Il avait dû finalement quitter son appartement haut perché, son « pigeonnier » comme il disait, situé dans l’île Saint-Louis à Paris, d’où il ne descendait plus depuis plusieurs années, faute d’ascenseur dans cet immeuble très ancien où il avait jeté son ancre depuis presque une éternité. Son état de santé avait conduit à son hospitalisation à l’hôpital Charles Foix, à Ivry-sur-Seine, en banlieue parisienne. Il y est mort dans la nuit du 7 au 8 novembre.

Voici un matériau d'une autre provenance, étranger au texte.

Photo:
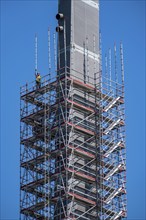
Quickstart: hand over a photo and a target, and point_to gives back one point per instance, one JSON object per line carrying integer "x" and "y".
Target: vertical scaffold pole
{"x": 55, "y": 51}
{"x": 36, "y": 54}
{"x": 49, "y": 53}
{"x": 122, "y": 67}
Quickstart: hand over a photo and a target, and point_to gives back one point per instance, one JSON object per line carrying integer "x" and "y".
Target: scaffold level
{"x": 73, "y": 149}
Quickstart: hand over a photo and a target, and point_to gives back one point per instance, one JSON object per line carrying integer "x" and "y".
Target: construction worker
{"x": 38, "y": 80}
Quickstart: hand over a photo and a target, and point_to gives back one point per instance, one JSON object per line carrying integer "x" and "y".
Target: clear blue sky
{"x": 120, "y": 21}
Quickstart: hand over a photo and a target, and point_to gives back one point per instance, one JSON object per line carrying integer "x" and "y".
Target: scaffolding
{"x": 72, "y": 157}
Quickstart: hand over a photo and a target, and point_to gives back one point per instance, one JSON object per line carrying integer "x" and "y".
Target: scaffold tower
{"x": 72, "y": 133}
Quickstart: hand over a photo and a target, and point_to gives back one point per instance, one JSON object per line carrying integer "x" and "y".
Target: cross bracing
{"x": 72, "y": 150}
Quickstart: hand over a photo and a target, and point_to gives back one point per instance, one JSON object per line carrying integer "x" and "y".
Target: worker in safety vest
{"x": 38, "y": 80}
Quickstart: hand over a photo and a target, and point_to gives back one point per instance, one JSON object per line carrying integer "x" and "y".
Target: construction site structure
{"x": 72, "y": 133}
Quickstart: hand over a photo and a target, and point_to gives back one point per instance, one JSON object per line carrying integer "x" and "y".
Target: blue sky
{"x": 120, "y": 21}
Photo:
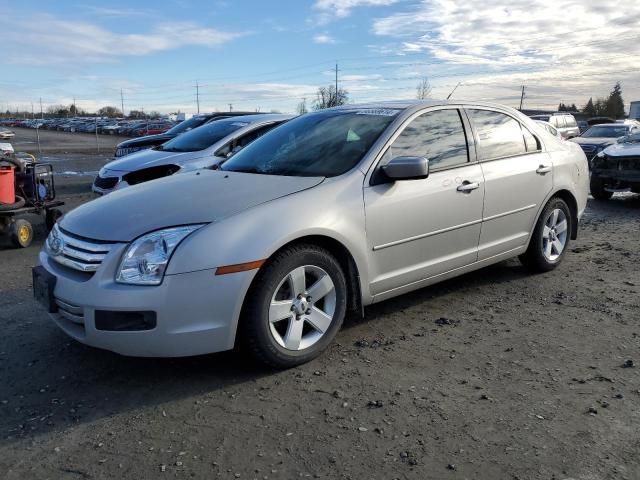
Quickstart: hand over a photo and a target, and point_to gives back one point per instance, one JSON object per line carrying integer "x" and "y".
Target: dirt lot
{"x": 494, "y": 375}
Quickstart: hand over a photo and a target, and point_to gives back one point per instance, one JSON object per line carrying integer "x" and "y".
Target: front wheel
{"x": 295, "y": 306}
{"x": 550, "y": 237}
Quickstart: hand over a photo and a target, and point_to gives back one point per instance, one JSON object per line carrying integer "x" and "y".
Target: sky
{"x": 271, "y": 54}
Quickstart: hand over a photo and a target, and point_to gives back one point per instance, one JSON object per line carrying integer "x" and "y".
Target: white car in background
{"x": 203, "y": 147}
{"x": 6, "y": 134}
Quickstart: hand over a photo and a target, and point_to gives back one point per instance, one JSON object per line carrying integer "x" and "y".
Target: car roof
{"x": 257, "y": 118}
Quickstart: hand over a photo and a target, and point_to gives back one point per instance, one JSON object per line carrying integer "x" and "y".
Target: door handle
{"x": 468, "y": 187}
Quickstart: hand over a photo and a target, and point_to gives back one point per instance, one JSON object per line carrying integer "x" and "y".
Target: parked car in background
{"x": 599, "y": 121}
{"x": 143, "y": 143}
{"x": 202, "y": 147}
{"x": 565, "y": 123}
{"x": 617, "y": 168}
{"x": 6, "y": 134}
{"x": 332, "y": 211}
{"x": 599, "y": 137}
{"x": 550, "y": 128}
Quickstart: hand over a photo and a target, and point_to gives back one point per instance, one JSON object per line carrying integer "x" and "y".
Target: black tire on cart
{"x": 19, "y": 203}
{"x": 21, "y": 233}
{"x": 51, "y": 217}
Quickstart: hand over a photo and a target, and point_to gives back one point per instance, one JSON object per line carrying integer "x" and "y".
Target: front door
{"x": 417, "y": 229}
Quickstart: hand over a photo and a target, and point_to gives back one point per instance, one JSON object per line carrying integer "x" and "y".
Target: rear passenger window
{"x": 438, "y": 136}
{"x": 531, "y": 142}
{"x": 499, "y": 135}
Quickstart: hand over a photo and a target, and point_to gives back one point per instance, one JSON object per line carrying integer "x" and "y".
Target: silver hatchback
{"x": 329, "y": 212}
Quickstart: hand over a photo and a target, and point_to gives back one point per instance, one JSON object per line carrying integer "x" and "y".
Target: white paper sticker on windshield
{"x": 383, "y": 112}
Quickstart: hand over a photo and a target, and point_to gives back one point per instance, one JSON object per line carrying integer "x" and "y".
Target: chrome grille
{"x": 82, "y": 255}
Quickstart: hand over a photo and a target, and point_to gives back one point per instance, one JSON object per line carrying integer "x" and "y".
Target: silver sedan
{"x": 330, "y": 212}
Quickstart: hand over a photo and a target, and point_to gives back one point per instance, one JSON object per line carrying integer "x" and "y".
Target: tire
{"x": 51, "y": 217}
{"x": 596, "y": 185}
{"x": 21, "y": 233}
{"x": 19, "y": 203}
{"x": 294, "y": 340}
{"x": 542, "y": 255}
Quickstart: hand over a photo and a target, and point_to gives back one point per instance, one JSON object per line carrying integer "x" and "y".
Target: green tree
{"x": 590, "y": 108}
{"x": 328, "y": 97}
{"x": 614, "y": 105}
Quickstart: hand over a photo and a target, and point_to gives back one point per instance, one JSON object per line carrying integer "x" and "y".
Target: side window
{"x": 499, "y": 135}
{"x": 531, "y": 142}
{"x": 438, "y": 136}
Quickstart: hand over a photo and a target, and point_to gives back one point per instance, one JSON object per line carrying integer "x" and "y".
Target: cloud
{"x": 324, "y": 39}
{"x": 46, "y": 39}
{"x": 332, "y": 9}
{"x": 565, "y": 49}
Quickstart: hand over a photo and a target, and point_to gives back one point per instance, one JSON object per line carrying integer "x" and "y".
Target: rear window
{"x": 499, "y": 135}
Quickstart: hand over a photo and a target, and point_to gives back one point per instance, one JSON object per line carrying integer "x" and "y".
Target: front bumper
{"x": 196, "y": 312}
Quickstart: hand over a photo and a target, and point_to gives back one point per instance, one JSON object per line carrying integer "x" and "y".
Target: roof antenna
{"x": 456, "y": 87}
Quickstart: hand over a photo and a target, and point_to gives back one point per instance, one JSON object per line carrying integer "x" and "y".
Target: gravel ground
{"x": 494, "y": 375}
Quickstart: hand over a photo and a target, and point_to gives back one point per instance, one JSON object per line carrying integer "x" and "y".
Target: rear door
{"x": 518, "y": 177}
{"x": 417, "y": 229}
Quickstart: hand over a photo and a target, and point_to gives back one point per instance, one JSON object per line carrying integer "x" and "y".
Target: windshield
{"x": 321, "y": 144}
{"x": 612, "y": 131}
{"x": 190, "y": 124}
{"x": 202, "y": 137}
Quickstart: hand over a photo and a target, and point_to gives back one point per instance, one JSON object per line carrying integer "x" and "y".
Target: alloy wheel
{"x": 554, "y": 235}
{"x": 302, "y": 308}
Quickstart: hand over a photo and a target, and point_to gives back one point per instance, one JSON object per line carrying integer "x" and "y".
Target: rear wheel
{"x": 21, "y": 233}
{"x": 295, "y": 307}
{"x": 550, "y": 238}
{"x": 598, "y": 192}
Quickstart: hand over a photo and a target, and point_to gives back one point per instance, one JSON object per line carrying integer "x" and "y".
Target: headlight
{"x": 146, "y": 259}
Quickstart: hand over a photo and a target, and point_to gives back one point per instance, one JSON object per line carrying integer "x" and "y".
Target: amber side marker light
{"x": 240, "y": 267}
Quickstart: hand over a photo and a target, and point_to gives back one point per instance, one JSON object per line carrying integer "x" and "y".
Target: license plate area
{"x": 43, "y": 285}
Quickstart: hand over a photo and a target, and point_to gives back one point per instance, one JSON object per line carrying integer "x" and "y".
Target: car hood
{"x": 199, "y": 197}
{"x": 594, "y": 140}
{"x": 624, "y": 150}
{"x": 151, "y": 158}
{"x": 146, "y": 140}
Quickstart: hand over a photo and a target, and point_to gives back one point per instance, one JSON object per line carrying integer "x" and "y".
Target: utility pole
{"x": 454, "y": 89}
{"x": 198, "y": 96}
{"x": 336, "y": 100}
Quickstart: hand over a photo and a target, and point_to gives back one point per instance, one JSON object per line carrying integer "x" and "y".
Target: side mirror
{"x": 407, "y": 168}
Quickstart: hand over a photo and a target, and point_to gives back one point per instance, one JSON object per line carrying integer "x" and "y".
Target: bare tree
{"x": 327, "y": 97}
{"x": 302, "y": 107}
{"x": 423, "y": 90}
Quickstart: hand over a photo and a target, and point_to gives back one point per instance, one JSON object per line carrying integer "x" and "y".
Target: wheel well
{"x": 346, "y": 261}
{"x": 570, "y": 200}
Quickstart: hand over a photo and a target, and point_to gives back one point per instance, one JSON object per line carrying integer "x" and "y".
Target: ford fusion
{"x": 330, "y": 212}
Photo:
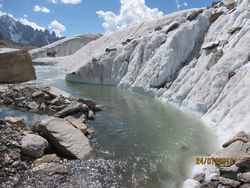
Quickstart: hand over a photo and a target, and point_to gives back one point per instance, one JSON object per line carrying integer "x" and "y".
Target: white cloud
{"x": 24, "y": 21}
{"x": 66, "y": 1}
{"x": 178, "y": 3}
{"x": 57, "y": 27}
{"x": 37, "y": 8}
{"x": 131, "y": 13}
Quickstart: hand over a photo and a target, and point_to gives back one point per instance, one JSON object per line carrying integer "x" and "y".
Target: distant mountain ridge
{"x": 11, "y": 29}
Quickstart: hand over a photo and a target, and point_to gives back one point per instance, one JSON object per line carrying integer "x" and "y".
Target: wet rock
{"x": 233, "y": 30}
{"x": 215, "y": 16}
{"x": 244, "y": 177}
{"x": 172, "y": 27}
{"x": 15, "y": 121}
{"x": 232, "y": 151}
{"x": 194, "y": 14}
{"x": 46, "y": 159}
{"x": 7, "y": 101}
{"x": 33, "y": 106}
{"x": 243, "y": 160}
{"x": 89, "y": 103}
{"x": 199, "y": 177}
{"x": 34, "y": 145}
{"x": 91, "y": 115}
{"x": 37, "y": 94}
{"x": 73, "y": 107}
{"x": 239, "y": 136}
{"x": 98, "y": 107}
{"x": 77, "y": 124}
{"x": 16, "y": 67}
{"x": 55, "y": 92}
{"x": 217, "y": 54}
{"x": 50, "y": 169}
{"x": 64, "y": 137}
{"x": 227, "y": 181}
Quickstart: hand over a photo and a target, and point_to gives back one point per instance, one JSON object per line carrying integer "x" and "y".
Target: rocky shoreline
{"x": 43, "y": 148}
{"x": 228, "y": 167}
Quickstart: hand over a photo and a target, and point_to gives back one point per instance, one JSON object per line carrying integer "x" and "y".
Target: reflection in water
{"x": 139, "y": 142}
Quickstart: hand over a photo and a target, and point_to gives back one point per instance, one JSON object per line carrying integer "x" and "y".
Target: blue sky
{"x": 72, "y": 17}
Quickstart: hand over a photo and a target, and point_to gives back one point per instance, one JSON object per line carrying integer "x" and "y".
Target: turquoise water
{"x": 139, "y": 141}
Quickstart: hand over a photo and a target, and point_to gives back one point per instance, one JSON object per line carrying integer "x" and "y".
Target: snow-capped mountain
{"x": 11, "y": 29}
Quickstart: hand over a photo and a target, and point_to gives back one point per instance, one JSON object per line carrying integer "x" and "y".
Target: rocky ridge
{"x": 36, "y": 150}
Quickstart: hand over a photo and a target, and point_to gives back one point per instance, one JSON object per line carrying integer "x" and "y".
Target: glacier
{"x": 197, "y": 60}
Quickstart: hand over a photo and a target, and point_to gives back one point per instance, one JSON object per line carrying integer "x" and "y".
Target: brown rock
{"x": 217, "y": 54}
{"x": 77, "y": 124}
{"x": 16, "y": 67}
{"x": 243, "y": 160}
{"x": 215, "y": 16}
{"x": 47, "y": 159}
{"x": 199, "y": 177}
{"x": 244, "y": 177}
{"x": 194, "y": 14}
{"x": 239, "y": 136}
{"x": 73, "y": 107}
{"x": 172, "y": 27}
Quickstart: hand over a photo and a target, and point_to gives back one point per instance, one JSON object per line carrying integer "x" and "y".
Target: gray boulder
{"x": 66, "y": 138}
{"x": 34, "y": 145}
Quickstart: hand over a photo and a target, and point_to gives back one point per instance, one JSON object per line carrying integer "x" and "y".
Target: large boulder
{"x": 34, "y": 145}
{"x": 16, "y": 66}
{"x": 65, "y": 138}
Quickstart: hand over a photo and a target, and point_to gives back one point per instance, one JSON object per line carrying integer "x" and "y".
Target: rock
{"x": 91, "y": 115}
{"x": 85, "y": 108}
{"x": 34, "y": 145}
{"x": 15, "y": 121}
{"x": 66, "y": 138}
{"x": 199, "y": 177}
{"x": 158, "y": 28}
{"x": 77, "y": 124}
{"x": 16, "y": 67}
{"x": 233, "y": 30}
{"x": 50, "y": 169}
{"x": 217, "y": 54}
{"x": 37, "y": 94}
{"x": 73, "y": 107}
{"x": 210, "y": 46}
{"x": 55, "y": 92}
{"x": 239, "y": 136}
{"x": 89, "y": 103}
{"x": 244, "y": 177}
{"x": 232, "y": 151}
{"x": 33, "y": 106}
{"x": 194, "y": 14}
{"x": 215, "y": 16}
{"x": 243, "y": 160}
{"x": 91, "y": 131}
{"x": 191, "y": 183}
{"x": 98, "y": 107}
{"x": 7, "y": 101}
{"x": 172, "y": 27}
{"x": 246, "y": 185}
{"x": 230, "y": 169}
{"x": 227, "y": 181}
{"x": 47, "y": 159}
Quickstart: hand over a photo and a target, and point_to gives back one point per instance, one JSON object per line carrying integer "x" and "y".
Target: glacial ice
{"x": 172, "y": 67}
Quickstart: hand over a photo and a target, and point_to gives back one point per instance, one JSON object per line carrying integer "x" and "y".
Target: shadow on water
{"x": 139, "y": 142}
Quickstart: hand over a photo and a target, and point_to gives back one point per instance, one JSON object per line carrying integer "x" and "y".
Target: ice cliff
{"x": 195, "y": 59}
{"x": 64, "y": 47}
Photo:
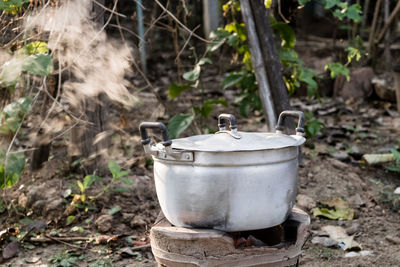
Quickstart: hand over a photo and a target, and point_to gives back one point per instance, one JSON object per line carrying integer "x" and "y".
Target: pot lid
{"x": 224, "y": 141}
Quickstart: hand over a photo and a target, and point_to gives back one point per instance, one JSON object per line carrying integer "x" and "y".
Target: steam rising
{"x": 98, "y": 64}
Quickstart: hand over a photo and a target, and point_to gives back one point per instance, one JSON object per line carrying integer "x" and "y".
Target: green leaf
{"x": 286, "y": 32}
{"x": 38, "y": 65}
{"x": 175, "y": 90}
{"x": 231, "y": 80}
{"x": 114, "y": 168}
{"x": 218, "y": 38}
{"x": 121, "y": 189}
{"x": 354, "y": 12}
{"x": 337, "y": 69}
{"x": 204, "y": 60}
{"x": 70, "y": 219}
{"x": 35, "y": 48}
{"x": 192, "y": 75}
{"x": 2, "y": 209}
{"x": 114, "y": 210}
{"x": 179, "y": 123}
{"x": 127, "y": 180}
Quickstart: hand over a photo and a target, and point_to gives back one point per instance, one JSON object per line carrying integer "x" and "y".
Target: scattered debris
{"x": 336, "y": 209}
{"x": 325, "y": 241}
{"x": 305, "y": 202}
{"x": 104, "y": 223}
{"x": 393, "y": 239}
{"x": 361, "y": 253}
{"x": 354, "y": 228}
{"x": 397, "y": 191}
{"x": 372, "y": 159}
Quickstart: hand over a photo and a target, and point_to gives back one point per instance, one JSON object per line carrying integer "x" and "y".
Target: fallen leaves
{"x": 336, "y": 209}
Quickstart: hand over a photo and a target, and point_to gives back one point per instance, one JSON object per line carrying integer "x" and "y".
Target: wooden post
{"x": 267, "y": 66}
{"x": 210, "y": 16}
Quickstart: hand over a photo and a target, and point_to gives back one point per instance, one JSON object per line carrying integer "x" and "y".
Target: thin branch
{"x": 181, "y": 24}
{"x": 388, "y": 23}
{"x": 109, "y": 10}
{"x": 185, "y": 44}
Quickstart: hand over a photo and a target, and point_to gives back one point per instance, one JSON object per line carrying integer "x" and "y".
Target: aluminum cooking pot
{"x": 230, "y": 180}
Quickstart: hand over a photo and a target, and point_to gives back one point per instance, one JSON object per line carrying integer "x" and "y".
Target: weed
{"x": 65, "y": 259}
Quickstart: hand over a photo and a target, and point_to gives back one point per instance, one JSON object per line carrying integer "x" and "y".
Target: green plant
{"x": 65, "y": 259}
{"x": 180, "y": 122}
{"x": 396, "y": 166}
{"x": 11, "y": 168}
{"x": 313, "y": 126}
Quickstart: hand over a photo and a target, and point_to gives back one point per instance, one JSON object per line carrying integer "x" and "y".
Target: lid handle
{"x": 154, "y": 125}
{"x": 222, "y": 118}
{"x": 291, "y": 113}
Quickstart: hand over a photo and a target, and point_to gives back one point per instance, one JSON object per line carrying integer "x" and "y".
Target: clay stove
{"x": 187, "y": 247}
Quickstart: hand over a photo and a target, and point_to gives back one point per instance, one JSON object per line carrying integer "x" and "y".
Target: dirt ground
{"x": 331, "y": 167}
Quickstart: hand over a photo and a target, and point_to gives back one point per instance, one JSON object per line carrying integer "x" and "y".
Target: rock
{"x": 53, "y": 207}
{"x": 340, "y": 155}
{"x": 338, "y": 164}
{"x": 393, "y": 239}
{"x": 356, "y": 201}
{"x": 137, "y": 222}
{"x": 324, "y": 241}
{"x": 359, "y": 87}
{"x": 384, "y": 86}
{"x": 38, "y": 206}
{"x": 127, "y": 216}
{"x": 22, "y": 200}
{"x": 104, "y": 223}
{"x": 305, "y": 202}
{"x": 361, "y": 253}
{"x": 354, "y": 228}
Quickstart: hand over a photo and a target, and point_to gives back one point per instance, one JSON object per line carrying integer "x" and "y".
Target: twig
{"x": 109, "y": 10}
{"x": 50, "y": 238}
{"x": 388, "y": 23}
{"x": 180, "y": 23}
{"x": 373, "y": 26}
{"x": 185, "y": 44}
{"x": 280, "y": 12}
{"x": 140, "y": 247}
{"x": 65, "y": 243}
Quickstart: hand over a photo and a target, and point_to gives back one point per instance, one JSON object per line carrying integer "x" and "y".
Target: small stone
{"x": 137, "y": 222}
{"x": 54, "y": 206}
{"x": 341, "y": 155}
{"x": 127, "y": 216}
{"x": 354, "y": 228}
{"x": 104, "y": 223}
{"x": 393, "y": 239}
{"x": 397, "y": 191}
{"x": 324, "y": 241}
{"x": 305, "y": 202}
{"x": 22, "y": 200}
{"x": 357, "y": 201}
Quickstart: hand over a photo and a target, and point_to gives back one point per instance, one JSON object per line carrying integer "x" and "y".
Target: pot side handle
{"x": 154, "y": 125}
{"x": 295, "y": 114}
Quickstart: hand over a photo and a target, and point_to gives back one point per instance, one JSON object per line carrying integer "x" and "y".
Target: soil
{"x": 331, "y": 166}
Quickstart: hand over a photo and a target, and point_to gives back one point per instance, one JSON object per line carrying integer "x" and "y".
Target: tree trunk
{"x": 83, "y": 137}
{"x": 270, "y": 55}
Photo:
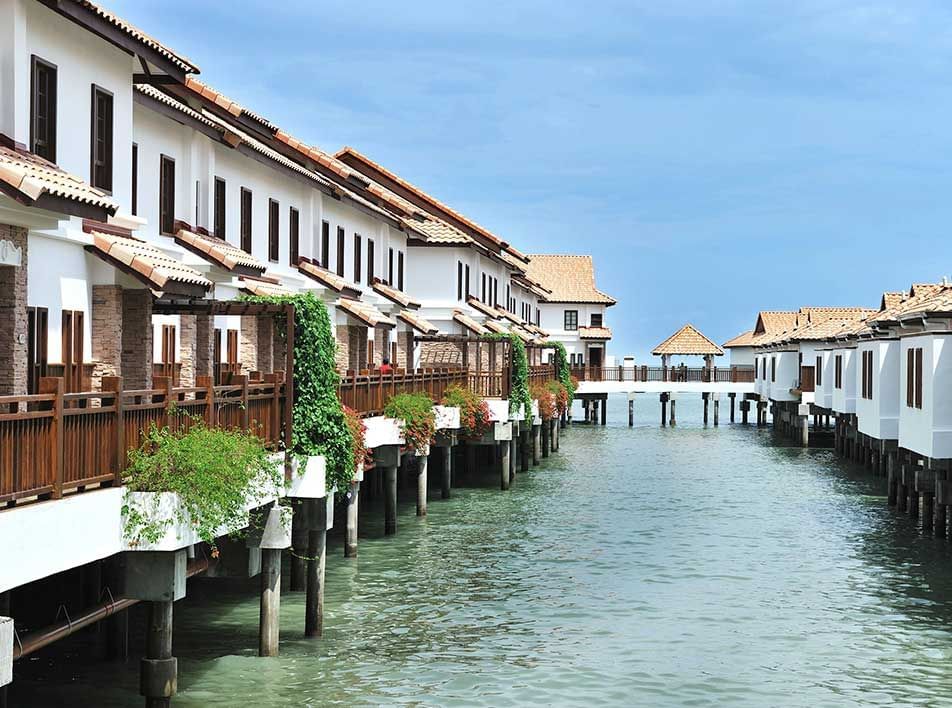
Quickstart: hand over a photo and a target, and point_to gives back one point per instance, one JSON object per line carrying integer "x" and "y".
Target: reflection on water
{"x": 684, "y": 566}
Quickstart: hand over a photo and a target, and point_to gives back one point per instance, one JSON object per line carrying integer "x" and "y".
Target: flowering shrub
{"x": 358, "y": 431}
{"x": 474, "y": 416}
{"x": 419, "y": 418}
{"x": 548, "y": 407}
{"x": 557, "y": 389}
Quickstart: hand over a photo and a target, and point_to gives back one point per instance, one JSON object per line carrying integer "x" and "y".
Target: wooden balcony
{"x": 674, "y": 374}
{"x": 55, "y": 442}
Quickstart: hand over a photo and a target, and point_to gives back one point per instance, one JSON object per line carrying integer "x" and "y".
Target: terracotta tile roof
{"x": 418, "y": 323}
{"x": 394, "y": 295}
{"x": 745, "y": 339}
{"x": 328, "y": 279}
{"x": 482, "y": 307}
{"x": 366, "y": 313}
{"x": 128, "y": 28}
{"x": 263, "y": 289}
{"x": 219, "y": 251}
{"x": 594, "y": 333}
{"x": 468, "y": 322}
{"x": 350, "y": 155}
{"x": 687, "y": 341}
{"x": 30, "y": 178}
{"x": 152, "y": 266}
{"x": 567, "y": 278}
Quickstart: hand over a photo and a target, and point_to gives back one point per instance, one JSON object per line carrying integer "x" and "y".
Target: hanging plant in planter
{"x": 519, "y": 398}
{"x": 419, "y": 418}
{"x": 319, "y": 426}
{"x": 474, "y": 416}
{"x": 565, "y": 375}
{"x": 217, "y": 474}
{"x": 548, "y": 407}
{"x": 561, "y": 394}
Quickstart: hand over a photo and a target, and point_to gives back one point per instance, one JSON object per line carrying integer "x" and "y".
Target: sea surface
{"x": 684, "y": 566}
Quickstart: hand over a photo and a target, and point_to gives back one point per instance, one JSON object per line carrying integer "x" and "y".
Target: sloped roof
{"x": 568, "y": 278}
{"x": 745, "y": 339}
{"x": 396, "y": 296}
{"x": 602, "y": 333}
{"x": 418, "y": 323}
{"x": 148, "y": 264}
{"x": 219, "y": 251}
{"x": 366, "y": 313}
{"x": 33, "y": 181}
{"x": 687, "y": 341}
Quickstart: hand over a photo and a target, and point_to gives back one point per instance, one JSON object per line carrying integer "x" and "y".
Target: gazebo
{"x": 688, "y": 341}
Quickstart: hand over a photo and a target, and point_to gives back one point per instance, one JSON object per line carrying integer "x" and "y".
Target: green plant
{"x": 565, "y": 374}
{"x": 474, "y": 415}
{"x": 548, "y": 407}
{"x": 519, "y": 398}
{"x": 218, "y": 474}
{"x": 419, "y": 418}
{"x": 319, "y": 423}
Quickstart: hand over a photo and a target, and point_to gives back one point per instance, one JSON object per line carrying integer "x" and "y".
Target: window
{"x": 43, "y": 109}
{"x": 914, "y": 377}
{"x": 246, "y": 220}
{"x": 294, "y": 238}
{"x": 340, "y": 251}
{"x": 100, "y": 149}
{"x": 166, "y": 194}
{"x": 370, "y": 262}
{"x": 325, "y": 244}
{"x": 135, "y": 179}
{"x": 219, "y": 208}
{"x": 274, "y": 243}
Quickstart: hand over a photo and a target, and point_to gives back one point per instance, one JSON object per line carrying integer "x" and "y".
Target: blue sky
{"x": 716, "y": 158}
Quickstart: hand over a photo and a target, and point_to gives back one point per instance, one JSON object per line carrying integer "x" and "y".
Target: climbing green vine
{"x": 565, "y": 374}
{"x": 319, "y": 424}
{"x": 519, "y": 394}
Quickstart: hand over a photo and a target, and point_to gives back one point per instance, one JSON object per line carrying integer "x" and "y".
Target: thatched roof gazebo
{"x": 688, "y": 341}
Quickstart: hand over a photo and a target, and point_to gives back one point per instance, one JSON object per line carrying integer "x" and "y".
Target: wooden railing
{"x": 368, "y": 392}
{"x": 54, "y": 442}
{"x": 733, "y": 374}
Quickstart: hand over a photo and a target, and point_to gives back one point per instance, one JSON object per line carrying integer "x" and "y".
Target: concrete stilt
{"x": 316, "y": 565}
{"x": 299, "y": 536}
{"x": 269, "y": 622}
{"x": 502, "y": 452}
{"x": 350, "y": 534}
{"x": 422, "y": 465}
{"x": 158, "y": 678}
{"x": 390, "y": 501}
{"x": 446, "y": 485}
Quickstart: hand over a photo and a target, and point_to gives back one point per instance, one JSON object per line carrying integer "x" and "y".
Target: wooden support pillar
{"x": 502, "y": 456}
{"x": 390, "y": 500}
{"x": 422, "y": 465}
{"x": 316, "y": 565}
{"x": 269, "y": 620}
{"x": 353, "y": 504}
{"x": 158, "y": 671}
{"x": 446, "y": 486}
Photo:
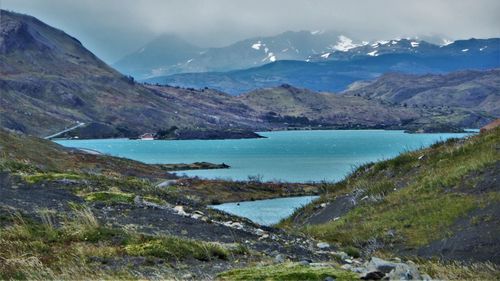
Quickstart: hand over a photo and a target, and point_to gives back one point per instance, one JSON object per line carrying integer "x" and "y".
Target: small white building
{"x": 147, "y": 136}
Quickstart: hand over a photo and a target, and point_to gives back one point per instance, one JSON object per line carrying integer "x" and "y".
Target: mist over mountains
{"x": 318, "y": 60}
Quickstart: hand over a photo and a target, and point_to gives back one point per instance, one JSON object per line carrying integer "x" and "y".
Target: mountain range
{"x": 170, "y": 54}
{"x": 337, "y": 71}
{"x": 50, "y": 82}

Né à Paris en 1916, il avait 101 ans. « Il a été mon directeur de thèse et puis un peu mon père, mon frère, mon fils, tout cela à la fois. Nous nous sommes fréquentés assez intensément pendant près de cinquante ans. Il m’a tout apporté. C’est un homme que j’aime beaucoup. J’ai du mal à en parler au passé », déclare au Monde le musicologue et ethnologue Bernard Lortat-Jacob, qui fut directeur de recherche au CNRS (Centre national de la recherche scientifique) et responsable du Laboratoire d’ethnomusicologie du Musée de l’Homme de Paris, de 1989 à 2004.
Equipement sonore du Musée de l’Homme
Ouvert en 1937, le Musée de l’Homme est devenu en peu d’années un haut lieu de la recherche, et des ethnologues, musicologues, ethnomusicologues renommés y ont installé leur laboratoire, dont Claude Lévi-Strauss, Marcel Griaule, Michel Leiris, Germaine Tillion, Jean Rouch, Thérèse Rivière ou encore André Schaeffner (1895-1980), chef du Département d’ethnologie musicale. En 1942, celui-ci y fait rentrer, en tant qu’assistant, Gilbert Rouget, formé en ethnologie et anthropologie à l’Ecole pratique des hautes études (EPHE) avec, entre autres, Maurice Leenhardt et Claude Lévi-Strauss.
Parallèlement à ses études, Rouget apprend le piano (élève d’ Yvette Grimaud) et suit des cours de musique à la Schola Cantorum de Paris. « Quand il l’a appelé à le rejoindre au Musée de l’Homme, André Schaeffner a reconnu qui il était, poursuit Bernard Lortat-Jacob, et lui a laissé les coudées franches pour la technologie ». Gilbert Rouget s’investit alors dans l’équipement sonore du Musée de l’Homme, où il crée en 1947 un studio d’enregistrement du son. Cette même année, il se lance dans l’édition de disques, préfigurant la prestigieuse collection CNRS-Musée de l’Homme.
Après avoir rejoint le CNRS en 1957, il succède à son maître, André Schaeffner, en 1965, prenant la direction du Département d’ethnomusicologie du Musée de l’Homme. Une institution dont il s’éloigne régulièrement pour aller à la rencontre des pratiques musicales traditionnelles sur lesquelles il travaille.